C O N C E R T S 
 
...
[ Sommaire de la rubrique ] [ Index par genre ]
 
......
MONTE-CARLO
11/02/04
 

(Darina Takova)

(Laura Polverelli)
Wolfgang Amadeus MOZART

COSI FAN TUTTE

Direction musicale : Walter Weller
Mise en scène : John Cox
Décors et costumes : Robert Perdziola
Éclairages : Robert Bryan
Chef des Choeurs : Kristan Missikov

Fiordiligi : Darina Takova
Dorabella : Laura Polverelli
Despina : Nuccia Focile
Ferrando : Charles Castronovo
Guglielmo : Enrico Marruci
Don Alfonso : Alfonso Antoniozzi

Nouvelle production
en coproduction avec l'Opéra de Sans Francisco
Spectacle du 11 février 2004



Qui ne connaît le Così fan tutte de Mozart, cet immortel chef-d'oeuvre de noir marivaudage où, sous la frivolité et la légèreté, se cachent l'amour et ses débordements, la simple vie dans ses vertigineuses interrogations ? Opéra d'écervelés aussi, car les protagonistes, dans un Jeu de l'Amour et du Hasard d'une cruauté infinie, découvrent qu'en ces domaines rien n'est jamais acquis ni définitif et que les principes ne servent à rien.

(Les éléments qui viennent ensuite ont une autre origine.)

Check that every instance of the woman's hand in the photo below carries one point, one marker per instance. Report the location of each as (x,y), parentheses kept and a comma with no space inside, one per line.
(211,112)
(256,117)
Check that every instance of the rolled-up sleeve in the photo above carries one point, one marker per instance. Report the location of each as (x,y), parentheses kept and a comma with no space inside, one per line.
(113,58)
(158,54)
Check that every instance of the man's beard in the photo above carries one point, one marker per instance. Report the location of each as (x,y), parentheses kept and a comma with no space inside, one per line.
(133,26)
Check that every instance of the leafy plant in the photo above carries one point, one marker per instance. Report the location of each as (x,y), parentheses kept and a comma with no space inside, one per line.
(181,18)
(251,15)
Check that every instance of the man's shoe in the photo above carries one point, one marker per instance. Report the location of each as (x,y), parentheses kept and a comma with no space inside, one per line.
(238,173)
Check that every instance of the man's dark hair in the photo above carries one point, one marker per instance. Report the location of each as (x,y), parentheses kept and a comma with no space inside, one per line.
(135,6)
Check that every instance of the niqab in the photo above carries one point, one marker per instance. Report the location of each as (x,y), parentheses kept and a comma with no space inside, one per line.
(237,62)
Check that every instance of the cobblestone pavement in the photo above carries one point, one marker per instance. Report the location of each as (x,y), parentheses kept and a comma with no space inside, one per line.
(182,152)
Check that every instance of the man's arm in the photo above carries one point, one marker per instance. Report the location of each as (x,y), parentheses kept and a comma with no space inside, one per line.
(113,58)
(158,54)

Difficile aussi de trouver le ton de Così fan tutte : leçon de morale ? sensualité mélancolique de l'âme ? farce ? jansénisme exacerbé ? Peut-être un savant dosage de tout cela et un embarras insigne dans les équilibres à dessiner.
Dans la jolie salle du Canton au Théâtre de Fontvieille, le spectacle proposé par l'Opéra de Monte Carlo dans les décors et costumes luxueux et légers de Robert Perziola baigne dans le raffinement le plus extrême.

La mise en scène de John Cox oscille entre le grave et la farce en de délicats tons nuancés. Clin d'oeil à la Riviera, toute l'action se passe dans un luxueux palace d'une Belle Époque qui jette ses derniers feux avant l'embrasement final de la Guerre de 14. Ici, on se dispute comme dans une partie d'échecs, mais tous trouveront une victoire à la Pyrrhus ! On l'a dit : l'Histoire va encore une fois rattraper et séparer les protagonistes et laisser au spectateur comme un goût de cendre dans la bouche. Mise en abîme donc des sentiments dans un chassé-croisé moderne (on pense souvent à Pirandello ou à certaines comédies italiennes) sans lequel Così ne serait pas Così...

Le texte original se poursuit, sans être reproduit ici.